Politik Ekstraktivisme dan Bencana Alam Struktural di Indonesia

 OLEH: <a href='https://rmol.id/about/dr-mulyadi-opu-andi-tadampali-5'>DR. MULYADI OPU ANDI TADAMPALI*</a>
OLEH: DR. MULYADI OPU ANDI TADAMPALI*
  • Kamis, 18 Desember 2025, 17:28 WIB
Politik Ekstraktivisme dan Bencana Alam Struktural di Indonesia
Warga berjalan kaki di jalanan desa berlumpur di Desa Sekumur, Kecamatan Sekerak, Aceh Tamiang, Aceh, usai dilanda banjir bandang. (Foto: kiriman warga)
SEBAGAI negara yang kaya akan sumber daya alam, Indonesia telah lama menjadi target eksploitasi oleh berbagai pihak, baik domestik maupun internasional. Dalam konteks ekstraktivisme, eksploitasi sumber daya alam yang tidak berkelanjutan telah menjadi isu penting di banyak negara berkembang (Veltmeyer & Petras, 2014). Di Amerika Latin, ekstraktivisme baru telah menimbulkan situasi yang kompleks dan bertentangan (ambivalensi) dalam dua aspek, yaitu: peran negara dan dampak sosial-lingkungan.

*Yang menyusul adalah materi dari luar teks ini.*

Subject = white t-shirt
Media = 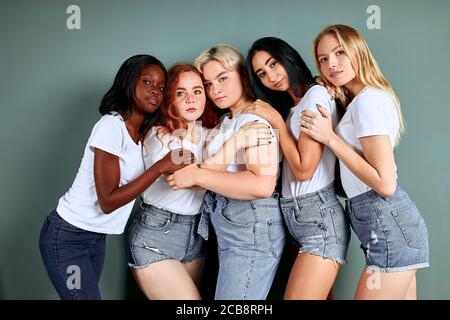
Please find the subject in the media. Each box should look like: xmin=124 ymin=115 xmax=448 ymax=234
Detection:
xmin=56 ymin=113 xmax=144 ymax=234
xmin=282 ymin=85 xmax=338 ymax=198
xmin=142 ymin=127 xmax=208 ymax=215
xmin=336 ymin=87 xmax=399 ymax=198
xmin=204 ymin=113 xmax=281 ymax=172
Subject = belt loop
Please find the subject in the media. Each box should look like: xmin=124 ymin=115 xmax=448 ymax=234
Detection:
xmin=293 ymin=197 xmax=300 ymax=211
xmin=317 ymin=190 xmax=327 ymax=203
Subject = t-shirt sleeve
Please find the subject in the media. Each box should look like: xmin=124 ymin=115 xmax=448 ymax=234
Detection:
xmin=236 ymin=113 xmax=277 ymax=141
xmin=300 ymin=85 xmax=332 ymax=115
xmin=143 ymin=127 xmax=177 ymax=168
xmin=89 ymin=116 xmax=124 ymax=157
xmin=352 ymin=94 xmax=396 ymax=138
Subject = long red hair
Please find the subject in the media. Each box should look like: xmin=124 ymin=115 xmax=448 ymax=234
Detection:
xmin=156 ymin=63 xmax=219 ymax=144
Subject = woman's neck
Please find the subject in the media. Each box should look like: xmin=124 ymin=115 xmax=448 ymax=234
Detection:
xmin=122 ymin=112 xmax=145 ymax=143
xmin=185 ymin=121 xmax=200 ymax=144
xmin=288 ymin=88 xmax=301 ymax=106
xmin=229 ymin=96 xmax=253 ymax=117
xmin=345 ymin=78 xmax=365 ymax=98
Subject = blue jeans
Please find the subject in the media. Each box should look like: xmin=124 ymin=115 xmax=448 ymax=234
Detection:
xmin=346 ymin=186 xmax=429 ymax=272
xmin=39 ymin=210 xmax=106 ymax=300
xmin=128 ymin=203 xmax=206 ymax=269
xmin=280 ymin=184 xmax=350 ymax=264
xmin=203 ymin=192 xmax=285 ymax=300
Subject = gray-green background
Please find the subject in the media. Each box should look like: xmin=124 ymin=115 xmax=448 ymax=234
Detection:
xmin=0 ymin=0 xmax=450 ymax=299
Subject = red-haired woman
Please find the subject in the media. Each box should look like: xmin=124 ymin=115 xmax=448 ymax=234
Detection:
xmin=128 ymin=64 xmax=271 ymax=299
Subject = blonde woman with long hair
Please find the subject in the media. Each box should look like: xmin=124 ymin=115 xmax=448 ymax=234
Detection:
xmin=300 ymin=25 xmax=429 ymax=299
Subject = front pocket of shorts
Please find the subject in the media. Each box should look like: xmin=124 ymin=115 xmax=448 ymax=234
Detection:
xmin=293 ymin=203 xmax=322 ymax=225
xmin=392 ymin=201 xmax=428 ymax=249
xmin=141 ymin=213 xmax=170 ymax=230
xmin=218 ymin=203 xmax=254 ymax=227
xmin=291 ymin=204 xmax=323 ymax=243
xmin=351 ymin=202 xmax=379 ymax=224
xmin=326 ymin=203 xmax=350 ymax=245
xmin=267 ymin=220 xmax=285 ymax=258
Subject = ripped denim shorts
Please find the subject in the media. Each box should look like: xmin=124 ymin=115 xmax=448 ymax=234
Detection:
xmin=128 ymin=203 xmax=206 ymax=269
xmin=346 ymin=186 xmax=429 ymax=272
xmin=280 ymin=184 xmax=350 ymax=264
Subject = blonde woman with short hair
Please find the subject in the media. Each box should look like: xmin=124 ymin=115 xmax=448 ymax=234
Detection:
xmin=301 ymin=25 xmax=429 ymax=299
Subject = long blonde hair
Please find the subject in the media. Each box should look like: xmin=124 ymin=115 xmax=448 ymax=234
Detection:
xmin=313 ymin=24 xmax=405 ymax=144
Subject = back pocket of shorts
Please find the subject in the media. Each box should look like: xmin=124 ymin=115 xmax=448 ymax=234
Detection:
xmin=392 ymin=201 xmax=428 ymax=249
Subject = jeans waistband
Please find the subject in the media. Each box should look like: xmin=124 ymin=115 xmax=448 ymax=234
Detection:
xmin=141 ymin=202 xmax=200 ymax=223
xmin=280 ymin=183 xmax=337 ymax=206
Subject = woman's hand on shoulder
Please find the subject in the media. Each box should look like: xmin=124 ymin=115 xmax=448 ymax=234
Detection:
xmin=235 ymin=120 xmax=274 ymax=149
xmin=242 ymin=99 xmax=283 ymax=129
xmin=314 ymin=76 xmax=337 ymax=98
xmin=158 ymin=149 xmax=195 ymax=174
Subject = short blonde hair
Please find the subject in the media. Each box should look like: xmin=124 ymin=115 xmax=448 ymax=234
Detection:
xmin=313 ymin=24 xmax=406 ymax=144
xmin=194 ymin=44 xmax=254 ymax=97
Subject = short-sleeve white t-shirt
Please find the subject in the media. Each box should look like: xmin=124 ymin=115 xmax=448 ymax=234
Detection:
xmin=282 ymin=85 xmax=338 ymax=198
xmin=336 ymin=87 xmax=399 ymax=198
xmin=203 ymin=113 xmax=281 ymax=172
xmin=142 ymin=127 xmax=208 ymax=215
xmin=56 ymin=113 xmax=144 ymax=234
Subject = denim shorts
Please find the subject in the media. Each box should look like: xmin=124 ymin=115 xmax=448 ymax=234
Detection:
xmin=203 ymin=192 xmax=285 ymax=300
xmin=280 ymin=184 xmax=350 ymax=264
xmin=128 ymin=203 xmax=206 ymax=269
xmin=346 ymin=186 xmax=429 ymax=272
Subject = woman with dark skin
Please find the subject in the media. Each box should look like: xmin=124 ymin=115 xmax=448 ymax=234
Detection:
xmin=40 ymin=55 xmax=191 ymax=300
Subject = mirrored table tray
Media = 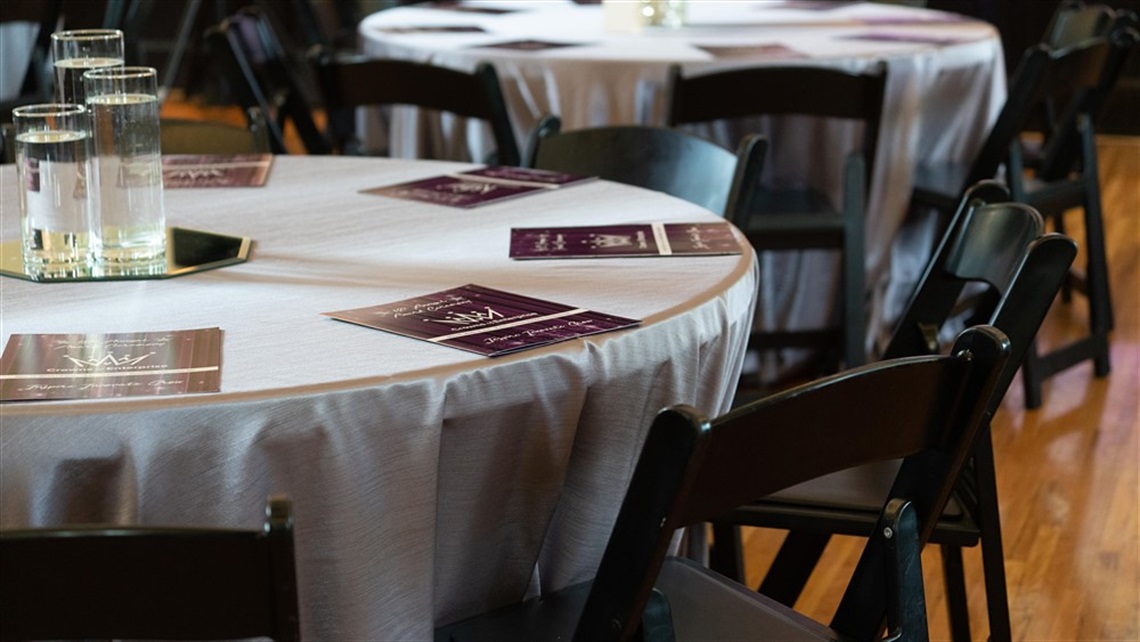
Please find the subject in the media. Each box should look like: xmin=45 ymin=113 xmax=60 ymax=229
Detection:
xmin=0 ymin=227 xmax=253 ymax=283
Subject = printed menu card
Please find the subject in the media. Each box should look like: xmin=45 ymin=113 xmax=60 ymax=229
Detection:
xmin=0 ymin=327 xmax=222 ymax=401
xmin=162 ymin=154 xmax=274 ymax=189
xmin=364 ymin=165 xmax=594 ymax=208
xmin=511 ymin=222 xmax=741 ymax=259
xmin=324 ymin=284 xmax=641 ymax=357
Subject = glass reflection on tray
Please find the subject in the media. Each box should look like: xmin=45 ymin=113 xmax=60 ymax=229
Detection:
xmin=0 ymin=227 xmax=253 ymax=283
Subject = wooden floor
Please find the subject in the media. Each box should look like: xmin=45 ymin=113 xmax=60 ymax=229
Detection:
xmin=744 ymin=137 xmax=1140 ymax=641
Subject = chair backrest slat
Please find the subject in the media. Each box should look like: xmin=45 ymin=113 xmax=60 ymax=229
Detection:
xmin=0 ymin=498 xmax=300 ymax=642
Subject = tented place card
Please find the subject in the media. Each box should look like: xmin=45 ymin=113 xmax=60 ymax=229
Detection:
xmin=0 ymin=327 xmax=222 ymax=401
xmin=364 ymin=166 xmax=593 ymax=208
xmin=325 ymin=284 xmax=641 ymax=357
xmin=693 ymin=43 xmax=807 ymax=59
xmin=162 ymin=154 xmax=274 ymax=189
xmin=511 ymin=222 xmax=741 ymax=259
xmin=373 ymin=25 xmax=487 ymax=35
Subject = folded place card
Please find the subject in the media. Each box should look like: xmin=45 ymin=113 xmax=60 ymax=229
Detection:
xmin=511 ymin=222 xmax=741 ymax=259
xmin=363 ymin=165 xmax=593 ymax=208
xmin=0 ymin=327 xmax=222 ymax=401
xmin=324 ymin=284 xmax=641 ymax=357
xmin=162 ymin=154 xmax=274 ymax=189
xmin=473 ymin=40 xmax=579 ymax=51
xmin=421 ymin=1 xmax=518 ymax=16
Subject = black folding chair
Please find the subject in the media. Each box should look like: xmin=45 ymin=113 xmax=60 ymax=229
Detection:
xmin=714 ymin=181 xmax=1076 ymax=641
xmin=435 ymin=327 xmax=1009 ymax=641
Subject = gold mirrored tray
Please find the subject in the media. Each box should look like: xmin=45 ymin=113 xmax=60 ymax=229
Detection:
xmin=0 ymin=227 xmax=253 ymax=283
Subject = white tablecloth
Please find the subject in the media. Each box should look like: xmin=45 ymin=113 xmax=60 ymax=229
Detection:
xmin=0 ymin=156 xmax=757 ymax=640
xmin=359 ymin=0 xmax=1005 ymax=362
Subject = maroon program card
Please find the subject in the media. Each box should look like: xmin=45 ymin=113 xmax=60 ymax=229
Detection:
xmin=694 ymin=44 xmax=807 ymax=58
xmin=364 ymin=176 xmax=546 ymax=208
xmin=421 ymin=0 xmax=518 ymax=16
xmin=511 ymin=222 xmax=741 ymax=259
xmin=0 ymin=327 xmax=222 ymax=401
xmin=162 ymin=154 xmax=274 ymax=189
xmin=324 ymin=284 xmax=641 ymax=357
xmin=363 ymin=165 xmax=593 ymax=208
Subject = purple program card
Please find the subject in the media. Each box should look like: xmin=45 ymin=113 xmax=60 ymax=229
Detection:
xmin=162 ymin=154 xmax=274 ymax=189
xmin=364 ymin=176 xmax=547 ymax=208
xmin=0 ymin=327 xmax=222 ymax=401
xmin=325 ymin=284 xmax=641 ymax=357
xmin=511 ymin=222 xmax=741 ymax=259
xmin=458 ymin=165 xmax=596 ymax=187
xmin=422 ymin=1 xmax=518 ymax=16
xmin=373 ymin=25 xmax=487 ymax=35
xmin=473 ymin=40 xmax=579 ymax=51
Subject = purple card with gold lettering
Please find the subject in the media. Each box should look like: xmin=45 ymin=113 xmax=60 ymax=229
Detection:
xmin=363 ymin=165 xmax=593 ymax=208
xmin=364 ymin=176 xmax=545 ymax=208
xmin=324 ymin=284 xmax=641 ymax=357
xmin=0 ymin=327 xmax=222 ymax=401
xmin=162 ymin=154 xmax=274 ymax=189
xmin=511 ymin=222 xmax=741 ymax=259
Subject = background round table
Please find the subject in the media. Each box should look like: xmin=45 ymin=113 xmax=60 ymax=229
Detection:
xmin=0 ymin=156 xmax=757 ymax=640
xmin=359 ymin=0 xmax=1005 ymax=362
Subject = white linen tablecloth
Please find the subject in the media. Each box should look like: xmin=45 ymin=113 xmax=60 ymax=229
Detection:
xmin=359 ymin=0 xmax=1005 ymax=362
xmin=0 ymin=156 xmax=757 ymax=640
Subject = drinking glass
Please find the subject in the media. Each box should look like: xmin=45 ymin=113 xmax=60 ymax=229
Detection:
xmin=51 ymin=29 xmax=124 ymax=105
xmin=11 ymin=104 xmax=98 ymax=278
xmin=83 ymin=67 xmax=166 ymax=266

Terkait peran negara, ekstraktivisme baru telah menimbulkan pertanyaan tentang peran negara dalam mengelola sumber daya alam dan mengatur aktivitas ekstraktivisme. Apakah negara harus memprioritaskan pertumbuhan ekonomi dan pendapatan, ataukah harus melindungi hak-hak masyarakat dan lingkungan? Terkait dampak sosial-lingkungan, ekstraktivisme baru telah menimbulkan dampak negatif pada masyarakat dan lingkungan, seperti kerusakan lingkungan, penggantian paksa masyarakat, dan kehilangan hak-hak masyarakat. 

Meskipun ekstraktivisme baru juga dapat membawa manfaat ekonomi dan pembangunan, Gudynas (2012) tetap berargumen bahwa ekstraktivisme baru telah menimbulkan ambivalensi dalam peran negara dan dampak sosial-lingkungan, dan bahwa perlu ada pendekatan yang lebih kritis dan berimbang dalam mengelola sumber daya alam dan mengatur aktivitas ekstraktivisme.

Di Indonesia, bencana alam yang semakin sering dan parah telah menjadi ancaman nyata dan potensial bagi kehidupan masyarakat. Perubahan iklim telah meningkatkan risiko bencana alam di Indonesia (BAPPENAS, 2010: Laporan Kajian Dampak Perubahan Iklim terhadap Bencana Alam di Indonesia). Namun, politik ekstraktivisme yang memprioritaskan eksploitasi sumber daya alam untuk kepentingan ekonomi juga telah menjadi salah satu faktor utama yang menyebabkan bencana alam struktural, yaitu bencana alam yang disebabkan oleh aktivitas ekstraktivisme yang tidak berkelanjutan. 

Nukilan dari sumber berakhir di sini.